I guess, at least for now, there would not be any community standards to follow. Just to be sure, I tried to check with as many colleagues around the country as I could. Here are some representative responses:
•I hadn’t heard of this. Where is the FDA recommendation?
•This reminds me of the QTc warning on Geodon and the hundreds (thousands?) of EKGs that I have ordered on patients for this purpose. So far, I have not found a single prolonged QTc.
•I’m wondering why the new warning did not include Lexapro.
•The few [patients] I’ve talked to confirmed that they don’t see a difference. They agree that “all their receptors are still blocked”!
•The big risk is overdoses of Citalopram . . . This is why I almost never start patients on Citalopram – there are many alternatives.
I was sure learning a lot I hadn’t seemed to know over the last decade. And there was more. That in its initial development, Citalopram killed Beagles due to an aberrant hepatic metablolic pathway, which we humans also have but need much higher plasma concentrations to activate. That Citalopram had a much higher mortality risk (from an overdose) than the other SSRIs. And that studies did not show any general benefit of doses greater than 40 mg anyways. If I didn’t know such things, then what about primary care physicians, who prescribe by far more antidepressants in general, and often for nonpsychiatric uses like nonspecific pain, headaches, and premenstrual tension.
Given that Prozac was touted as helping one to become better than normal, it’s been used for personal enhancement. Perhaps the medical knowledge of primary care physicians reduced the risks of prescribing Citalopram, but I doubt it. Then, we still have the ongoing question of when cognitive behavioral therapy (CBT) would be equally effective as such antidepressants, and why there hasn’t been a new call for more CBT instead of higher medication dosage.
I suspect the higher doses of Citalopram were used for two reasons. Surely, some individual patients did get adequate trials of lower doses, but continued to improve with each increase, and did not seem to have any side effect problems (and were in good cardiac health). On the other hand, increases in dosage may have come too rapidly due to reduced time with patients and patients often feeling that more is better.
So, now we are in the midst of a natural experiment in clarifying what might be the best treatment guidelines for Citalopram. Paradoxically, those who relapse at lower doses, as some of mine already seem to be doing, will vindicate the higher doses, yet it may still seem too risky to retry that higher dosage.
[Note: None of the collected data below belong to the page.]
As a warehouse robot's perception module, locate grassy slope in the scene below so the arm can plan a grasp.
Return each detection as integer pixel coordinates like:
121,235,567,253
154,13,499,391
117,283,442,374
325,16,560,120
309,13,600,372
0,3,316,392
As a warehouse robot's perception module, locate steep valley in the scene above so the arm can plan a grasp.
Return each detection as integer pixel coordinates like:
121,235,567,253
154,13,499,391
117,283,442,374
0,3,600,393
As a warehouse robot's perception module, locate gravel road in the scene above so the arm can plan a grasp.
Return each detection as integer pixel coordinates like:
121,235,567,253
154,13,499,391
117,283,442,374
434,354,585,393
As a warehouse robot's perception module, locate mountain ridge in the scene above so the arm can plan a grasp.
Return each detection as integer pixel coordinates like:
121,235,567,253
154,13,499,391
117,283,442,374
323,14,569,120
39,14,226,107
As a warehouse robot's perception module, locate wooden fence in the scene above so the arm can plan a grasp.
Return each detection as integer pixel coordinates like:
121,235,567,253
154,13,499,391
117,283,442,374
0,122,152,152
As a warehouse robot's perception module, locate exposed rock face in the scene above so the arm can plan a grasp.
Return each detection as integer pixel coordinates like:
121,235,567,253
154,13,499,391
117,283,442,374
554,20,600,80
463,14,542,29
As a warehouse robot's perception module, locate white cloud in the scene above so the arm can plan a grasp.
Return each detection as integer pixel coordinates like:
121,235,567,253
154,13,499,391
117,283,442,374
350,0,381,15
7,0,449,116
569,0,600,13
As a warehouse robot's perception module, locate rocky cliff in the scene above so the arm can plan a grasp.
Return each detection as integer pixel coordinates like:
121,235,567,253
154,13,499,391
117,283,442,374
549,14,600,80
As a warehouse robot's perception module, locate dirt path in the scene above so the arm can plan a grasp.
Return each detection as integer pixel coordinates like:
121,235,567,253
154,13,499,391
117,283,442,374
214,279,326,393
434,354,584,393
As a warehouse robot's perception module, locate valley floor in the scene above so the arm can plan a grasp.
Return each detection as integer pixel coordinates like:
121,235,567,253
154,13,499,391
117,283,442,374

Once again, we clinicians are left wondering why such serious side effects seem to emerge only after such medications become common practice. We saw that with tardive dyskinesia from the typical antipsychotics. We’ve seen that with the metabolic changes with the more recently touted atypical antipsychotics. We’ve seen that with the sexual side effects of Prozac (fluoxetine).
Some may conclude, like the title of the Shakespeare play, that this is “Much Ado About Nothing.” We all just use our best clinical judgment to prescribe and adjust as new knowledge emerges. I, for one, think that this is more like too little being done a lot. We can do better. One way might be that treatment guidelines go along with the diagnostic categories, with details and continual updating (which electronic communication now allows) as new data emerges. Anyway for delaying DSM-5 to do something like this?
[Editor's note: For a podcast on this topic, see Dr Moffic's Observations on FDA Recommendations for Citalopram Dosage.]
1. Federal Drug Administration. FDA Drug Safety Communication: Abnormal heart rhythms associated with high doses of Celexa (citalopram hydrobromide). August 24, 2011. http://www.fda.gov/Drugs/DrugSafety/ucm269086.htm. Accessed October 7, 2011.
2. Trivedi MH, Fava M, Marangell LB,, et al. Use of Treatment Algorithms for Depression. Prim Care Companion J Clin Psychiatry. 2006;8:291-298.